Here we have produced an industry with more than 100 million annual production capacity of woolen products, of which 40% are exported overseas.

The business here is obviously deserted, and the clothing industry in Guangdong is facing enormous pressure.

According to the data of Guangdong Province, clothing export volume decreased by 31% from January to July this year, to 13 billion 300 million US dollars.

Exports of plastic products, toys and luminaires are also stagnating or declining.

During the same period, US demand was weak, and retail sales in the US in July and August declined.

In the first 7 months of this year, Guangdong's overall export growth to the US slowed to 6.3%.

However, it is hard for us to blame the United States for this industry predicament.

Guangdong did not publish country specific data for specific export categories.

In the changing apparel industry, US orders may not be reduced so much that they can all be pferred to provinces with lower inland costs or other Asian countries.

From a national perspective, China's clothing exports increased by 2.6% over the same period last year, suggesting that Guangdong's weakness was partly offset by other provinces.

At the end of last year, the plight of Guangdong's clothing industry began to appear - far before the development of the financial crisis to the present scale of Wall Street - at that time, small manufacturing enterprises in the Pearl River Delta region began to fail.

Because of soaring production costs and depreciation of the US dollar against the renminbi, these small businesses find that they can no longer compete with larger and more efficient competitors in southern China and elsewhere.

What is even more puzzling is that the total export volume of Guangdong has been growing at an awesome speed, increasing by 17% between January and July this year.

Guangdong's exports account for 1/3 of the country's total exports.

One of the reasons for the elasticity of Guangdong's exports is its diversification and influence.

A province that can produce any product for any market has a very good hedging advantage.

The continued strong demand for home electronics and high-tech products offset the weakening effect of the garment industry.

Steven &S226, Fraser (Steven Fraser), head of regional sales at Hendon Semiconductors, Australia, points out that China's home appliance export enterprises that purchase integrated circuits from his company do not show signs of slowing down.

Overall, the fact that the euro has strengthened and Guangdong's exports to Europe have increased by 27% has made up for the weakness of the US dollar and the weakening of the US market.

Even some textile business executives are optimistic about the recovery of the industry, especially those with larger scale.

"As a result of industry consolidation, our revenue growth is very good," said the chief executive officer of a large garment manufacturer in Hongkong. "There is a serious squeeze on profit margins, but the main ones are the smaller ones.

"He doesn't want competitors to know about his company's business.

Now, he added, the buyers' orders are now decreasing, but the number of manufacturers receiving orders has also decreased.
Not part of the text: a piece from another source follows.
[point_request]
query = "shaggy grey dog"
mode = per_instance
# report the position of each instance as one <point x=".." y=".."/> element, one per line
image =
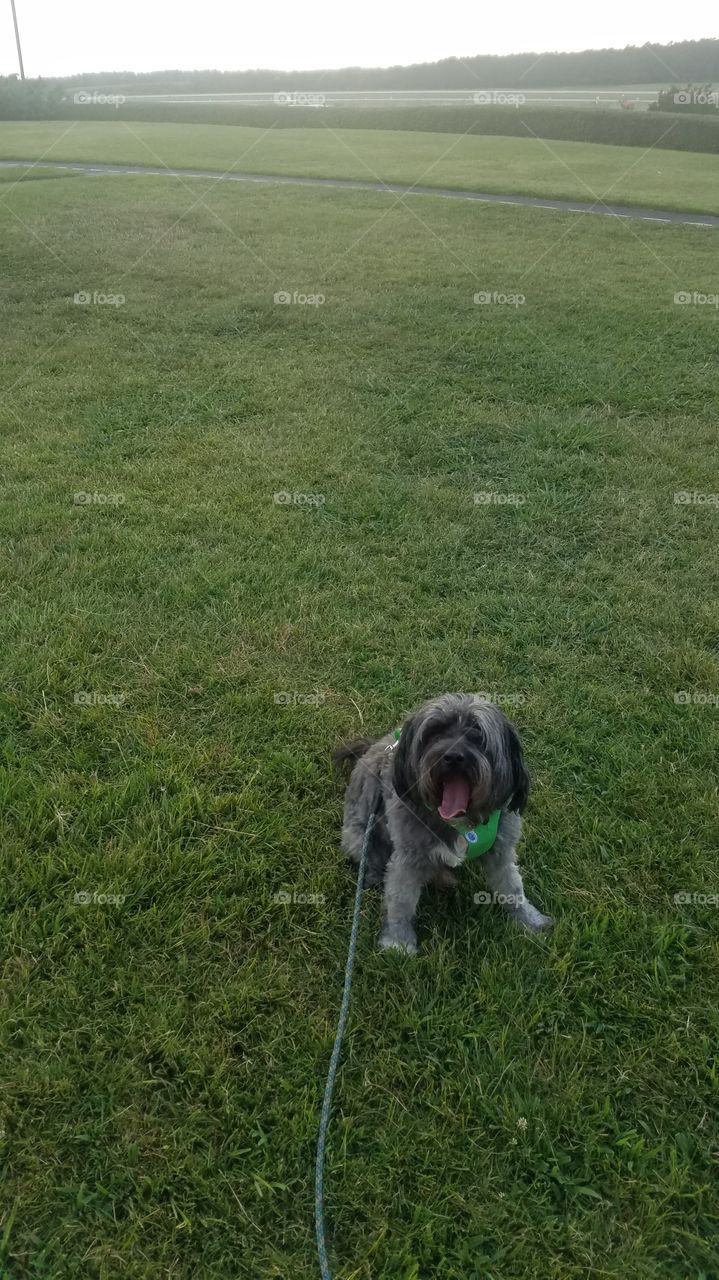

The end result is that larger and more flexible factories have more business.

In addition, the initial production is often low, but if the design is popular, there will be a large number of subsequent contracts.

Undoubtedly, the elimination of smaller enterprises (especially those with low value-added industries) is the Chinese government's intention all along.
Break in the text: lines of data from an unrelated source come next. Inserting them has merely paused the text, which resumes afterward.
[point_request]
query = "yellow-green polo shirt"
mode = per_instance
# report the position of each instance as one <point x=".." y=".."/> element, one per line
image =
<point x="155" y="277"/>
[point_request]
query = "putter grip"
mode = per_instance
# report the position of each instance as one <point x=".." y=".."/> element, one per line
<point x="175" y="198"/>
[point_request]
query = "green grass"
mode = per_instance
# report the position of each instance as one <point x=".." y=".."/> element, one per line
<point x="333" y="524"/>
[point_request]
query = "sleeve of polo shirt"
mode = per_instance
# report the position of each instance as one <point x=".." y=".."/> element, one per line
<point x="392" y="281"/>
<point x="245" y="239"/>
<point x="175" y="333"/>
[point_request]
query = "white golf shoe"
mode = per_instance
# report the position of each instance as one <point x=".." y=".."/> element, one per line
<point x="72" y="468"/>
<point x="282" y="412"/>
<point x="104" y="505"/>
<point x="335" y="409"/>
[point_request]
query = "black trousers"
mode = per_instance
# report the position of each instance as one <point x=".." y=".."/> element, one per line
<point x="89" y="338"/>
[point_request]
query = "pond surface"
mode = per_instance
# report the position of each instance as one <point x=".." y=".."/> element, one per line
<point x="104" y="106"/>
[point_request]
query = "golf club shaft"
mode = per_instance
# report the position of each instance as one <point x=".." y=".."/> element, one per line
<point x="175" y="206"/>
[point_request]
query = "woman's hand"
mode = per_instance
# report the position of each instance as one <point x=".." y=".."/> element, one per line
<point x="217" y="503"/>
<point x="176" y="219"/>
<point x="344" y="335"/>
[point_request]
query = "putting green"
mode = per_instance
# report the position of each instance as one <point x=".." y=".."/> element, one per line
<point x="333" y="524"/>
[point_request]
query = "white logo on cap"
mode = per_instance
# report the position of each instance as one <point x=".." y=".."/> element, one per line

Even the footwear industry in Guangdong is ultimately upgrading its value chain.

The ranking of shoes in Guangdong disguise many unscrupulous sweatshops.

In the first 6 months of this year, the number of footwear exports in Guangdong dropped by 16%, but the export volume increased by 10%.
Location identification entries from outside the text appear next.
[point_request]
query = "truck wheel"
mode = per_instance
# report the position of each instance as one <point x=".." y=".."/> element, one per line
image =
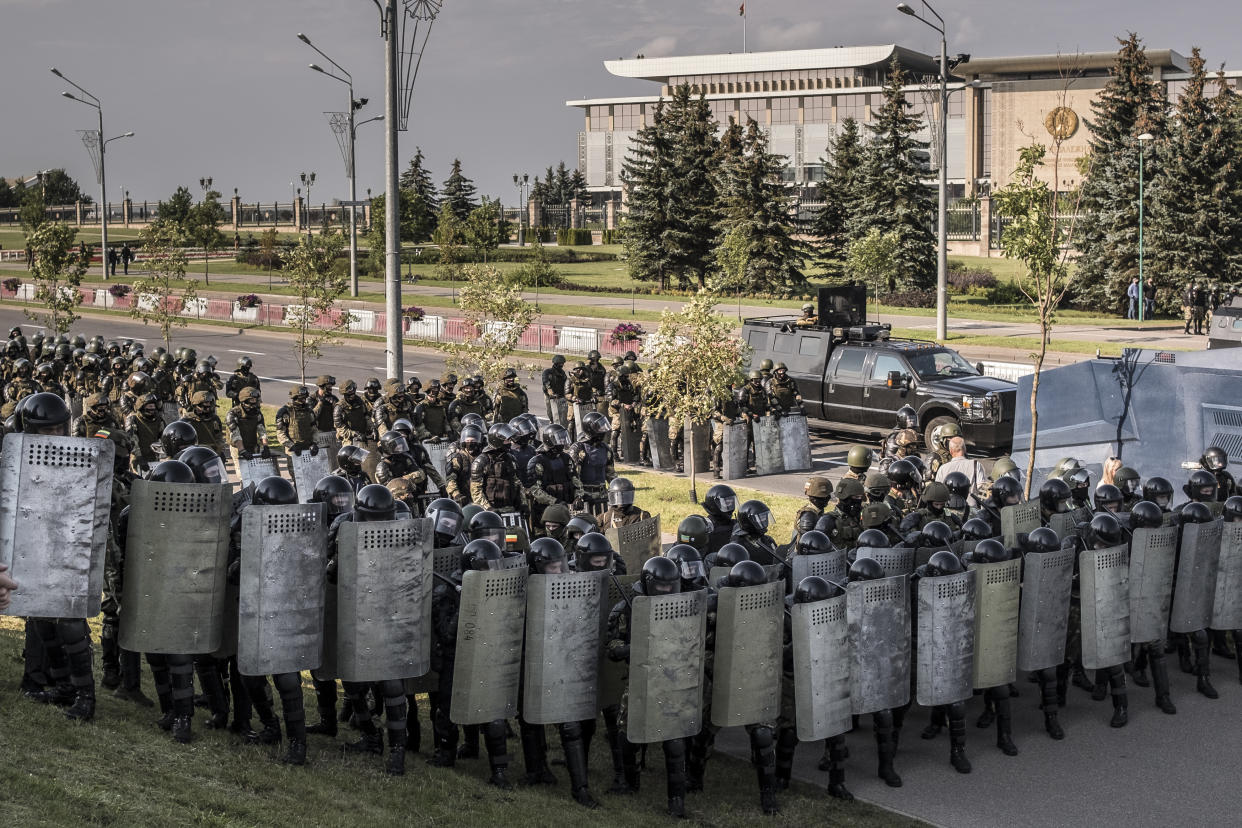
<point x="932" y="426"/>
In July this year, Premier Wen Jiabao and vice president Xi Jinping visited the Pearl River Delta region, which triggered speculation that the government might help export enterprises by raising export rebates.

"Actually, we got more orders from the United States," said Zhang Huarong, chairman of Huajian group. "Our profit margin has more than doubled as a result of strengthened management.

Huajian group is a large shoe manufacturer headquartered in Dongguan. It is one of the destinations of Wen Jiabao's visit.